When I first heard about the Hackathon, I thought that all students involved were just hacking into the Umass’s system somehow. But after speaking to participants, I came to learn that hacking doesn’t always mean breaking into a computer or phone.
It can mean building something original in a very short amount of time. There are hardware hacks, which is building something hands on using forms of technology such as Arduinos (those mini computer chips with what seems like thousands of switches and little pieces) and then there are software hacks that include building by means of using computer systems such as Microsoft or Google.
Throughout the duration of this sleep deprived weekend, students worked in groups of four to create their own new and novel innovative forms of technology while utilizing resources provided by such companies as Microsoft, Google, and Fit-Bit.
“It’s a lot of learning on the spot,” one of the participants said.
Some participants learned how to code specific programs for the first time during the hackathon. They were able to work hands-on with Arduinos and new technologies such as the Fit-Bit.
In addition to creating, students were encouraged to attend “tech-talks” held throughout the night by industry specialists.

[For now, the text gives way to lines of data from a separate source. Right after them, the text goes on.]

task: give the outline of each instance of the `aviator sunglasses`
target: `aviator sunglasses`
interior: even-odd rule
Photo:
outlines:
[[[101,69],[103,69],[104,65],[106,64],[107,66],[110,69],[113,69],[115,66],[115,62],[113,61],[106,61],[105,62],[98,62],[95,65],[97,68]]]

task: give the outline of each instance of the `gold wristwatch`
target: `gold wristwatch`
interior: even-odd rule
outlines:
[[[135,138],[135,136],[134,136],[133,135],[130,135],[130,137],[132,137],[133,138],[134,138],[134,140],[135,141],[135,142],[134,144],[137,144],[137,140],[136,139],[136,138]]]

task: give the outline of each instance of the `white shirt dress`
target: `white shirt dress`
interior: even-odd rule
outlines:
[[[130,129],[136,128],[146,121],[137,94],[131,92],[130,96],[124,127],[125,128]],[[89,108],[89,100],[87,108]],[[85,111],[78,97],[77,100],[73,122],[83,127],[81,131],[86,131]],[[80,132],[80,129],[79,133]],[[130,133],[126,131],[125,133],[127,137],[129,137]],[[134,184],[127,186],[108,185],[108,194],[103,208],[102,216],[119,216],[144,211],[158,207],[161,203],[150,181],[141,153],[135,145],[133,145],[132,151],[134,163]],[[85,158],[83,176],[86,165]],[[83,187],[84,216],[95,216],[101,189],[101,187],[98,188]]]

“A hackathon is to foster growth. Providing resources creates a unique environment and you work on something new you’ve never worked on before while meeting a lot of new people,” stated Jun-Goo, a hackathan participant.
Some students had attended thirteen previous hackathons, while others were attending for the first time. Hacks ranged from a “Yo-Mama Joke Generator” to a “puppy” made from a Roomba vacuum cleaner and a muscle sensor band around the creator’s forearm.
At 1pm on Sunday, students who wished to present their hacks were judged based on criteria such as originality and their creation’s ability to function. Eligibility to win an award was based upon score and material used.
During this relatively short period of time, students finally had a chance to piece together their ideas into a functional and innovative form of technology by use of tangible products.
An incredible amount of dedication was shown, to work for just under 36 hours straight on something you are aren’t even sure will work.
To the participants, it wasn’t a sacrifice at all, but a privilege.